Politik

Englischunterricht an der Sankt-Anna-Grundschule in Augsburg. (Foto: dpa)

06.04.2018

Englisch lernen, ganz nebenbei

Seit zweieinhalb Jahren gibt es den Modellversuch zweisprachige Grundschule – eine Ausweitung wäre schön

Wenn Barbara Kortus „Let’s switch“ sagt, wissen die Kinder der ersten Klasse Bescheid. Im Kunstunterricht an der Josef-Dosch-Volksschule in Gauting werden dann „daffodils“ gemalt, Osterglocken. Oder „snowdrops“, Schneeglöckchen. Das ist kein Englischunterricht im strengen Sinn. Barbara Kortus fragt die Wörter nicht ab. In der neuen Sprache üben sich die Kinder eher nebenbei. Und doch lernen sie Englisch, mit respektablen Ergebnissen. Seit zweieinhalb Jahren haben bayerische Kinder an 21 Grundschulen die Möglichkeit, Unterricht nicht nur in deutscher, sondern auch in englischer Sprache zu bekommen.

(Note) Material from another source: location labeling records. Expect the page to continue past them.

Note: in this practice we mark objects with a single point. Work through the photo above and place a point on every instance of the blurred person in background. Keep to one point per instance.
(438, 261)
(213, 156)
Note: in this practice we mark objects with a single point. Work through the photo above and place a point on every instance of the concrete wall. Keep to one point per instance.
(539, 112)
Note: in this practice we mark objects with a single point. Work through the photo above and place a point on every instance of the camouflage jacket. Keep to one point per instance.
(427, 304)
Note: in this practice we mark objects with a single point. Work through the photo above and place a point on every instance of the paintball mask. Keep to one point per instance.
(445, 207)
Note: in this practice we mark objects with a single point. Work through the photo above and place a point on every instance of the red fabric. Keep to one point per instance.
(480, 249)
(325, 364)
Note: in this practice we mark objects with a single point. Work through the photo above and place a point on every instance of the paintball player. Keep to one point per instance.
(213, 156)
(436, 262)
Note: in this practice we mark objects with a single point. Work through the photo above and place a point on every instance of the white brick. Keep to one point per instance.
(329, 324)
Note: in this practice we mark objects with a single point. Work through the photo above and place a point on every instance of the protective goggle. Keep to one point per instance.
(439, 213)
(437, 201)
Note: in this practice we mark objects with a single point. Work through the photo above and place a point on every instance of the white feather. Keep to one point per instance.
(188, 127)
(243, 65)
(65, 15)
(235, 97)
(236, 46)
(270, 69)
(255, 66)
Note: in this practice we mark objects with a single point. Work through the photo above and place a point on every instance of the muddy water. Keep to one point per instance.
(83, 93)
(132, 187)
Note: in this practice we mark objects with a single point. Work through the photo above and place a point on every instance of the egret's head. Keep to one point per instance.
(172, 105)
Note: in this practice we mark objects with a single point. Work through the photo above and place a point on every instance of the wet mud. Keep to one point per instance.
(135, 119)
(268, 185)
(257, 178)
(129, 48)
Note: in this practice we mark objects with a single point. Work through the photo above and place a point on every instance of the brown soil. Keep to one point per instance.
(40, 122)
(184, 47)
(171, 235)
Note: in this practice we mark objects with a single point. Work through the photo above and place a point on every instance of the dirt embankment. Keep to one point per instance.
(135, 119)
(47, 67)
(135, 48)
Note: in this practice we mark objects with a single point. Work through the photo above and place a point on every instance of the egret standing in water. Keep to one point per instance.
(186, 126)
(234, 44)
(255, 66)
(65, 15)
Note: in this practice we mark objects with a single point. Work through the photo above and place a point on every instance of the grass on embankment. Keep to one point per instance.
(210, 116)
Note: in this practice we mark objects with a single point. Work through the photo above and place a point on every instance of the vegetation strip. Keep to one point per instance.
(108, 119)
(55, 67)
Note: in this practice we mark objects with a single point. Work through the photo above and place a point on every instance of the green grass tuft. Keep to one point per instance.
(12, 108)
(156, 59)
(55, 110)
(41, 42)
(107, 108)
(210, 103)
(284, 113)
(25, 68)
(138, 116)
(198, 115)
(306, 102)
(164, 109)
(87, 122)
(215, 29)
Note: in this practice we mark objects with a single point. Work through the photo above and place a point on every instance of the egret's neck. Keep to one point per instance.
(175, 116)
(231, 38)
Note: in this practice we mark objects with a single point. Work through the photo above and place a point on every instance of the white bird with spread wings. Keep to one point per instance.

21 Grundschulen: Das ist nicht viel. Und doch ist der Modellversuch bezeichnend für einen Trend. Zwei Erfahrungen haben sich durchgesetzt: Fremdsprachenkenntnisse sind für beruflichen Erfolg unverzichtbar. Und: Eine neue Sprache lernt man vor allem dann leicht, wenn man sie häufig und intuitiv anwendet. Immer mehr Schüler werden darum nicht nur an Grundschulen, sondern auch an Realschulen, Fachoberschulen und Gymnasien bilingual unterrichtet. Anders als im herkömmlichen Englischunterricht pauken sie hier nicht Grammatik und Vokabeln. Die Fremdsprache wird einfach angewandt. In Geografie, in Geschichte, in Mathematik, Kunst oder beim Sport.

Laut Kultusministerium fördert bilingualer Unterricht die Kommunikation in der Fremdsprache, „eine sehr wichtige Schlüsselqualifikation in unserer globalisierten Welt“, so eine Sprecherin. Fachunterricht in einer Fremdsprache könne zur Internationalisierung der Schulen beitragen und die Bedeutung des Englischen als Verkehrssprache in der Wirtschaft vor Augen führen. Außerdem bereite zweisprachiger Unterricht in Sachfächern auf die Anforderungen eines Hochschulstudiums vor. Denn auch in vielen Studiengängen wird auf Englisch gelehrt.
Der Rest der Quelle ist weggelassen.